Numpy Performance

Thu Apr 23 22:30:13 EDT 2009

On 2009-04-23 10:32, timlash wrote:
> Still fairly new to Python.  I wrote a program that used a class
> called RectangularArray as described here:
>
> class RectangularArray:
>     def __init__(self, rows, cols, value=0):
>        self.arr = [None]*rows
>        self.row = [value]*cols
>     def __getitem__(self, (i, j)):
>        return (self.arr[i] or self.row)[j]
>     def __setitem__(self, (i, j), value):
>        if self.arr[i]==None: self.arr[i] = self.row[:]
>        self.arr[i][j] = value
>
> This class was found in a 14 year old post:
> http://www.python.org/search/hypermail/python-recent/0106.html
>
> This worked great and let me process a few hundred thousand data
> points with relative ease.  However, I soon wanted to start sorting
> arbitrary portions of my arrays and to transpose others.  I turned to
> Numpy rather than reinventing the wheel with custom methods within the
> serviceable RectangularArray class.  However, once I refactored with
> Numpy I was surprised to find that the execution time for my program
> doubled!  I expected a purpose built array module to be more efficient
> rather than less.

It depends on how much you refactored you code. numpy tries to optimize bulk 
operations. If you are doing a lot of __getitem__s and __setitem__s with 
individual elements as you would with RectangularArray, numpy is going to do a 
lot of extra work creating and deleting the scalar objects.

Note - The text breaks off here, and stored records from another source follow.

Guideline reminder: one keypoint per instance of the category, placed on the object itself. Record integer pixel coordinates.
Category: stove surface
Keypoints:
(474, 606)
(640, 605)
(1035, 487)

> I'm not doing any linear algebra with my data.  I'm working with
> rectangular datasets, evaluating individual rows, grouping, sorting
> and summarizing various subsets of rows.
>
> Is a Numpy implementation overkill for my data handling uses?  Should
> I evaluate prior array modules such as Numeric or Numarray?

No.

-- 
Robert Kern

"I have come to believe that the whole world is an enigma, a harmless enigma
  that is made terrible by our own mad attempt to interpret it as though it had
  an underlying truth."
   -- Umberto Eco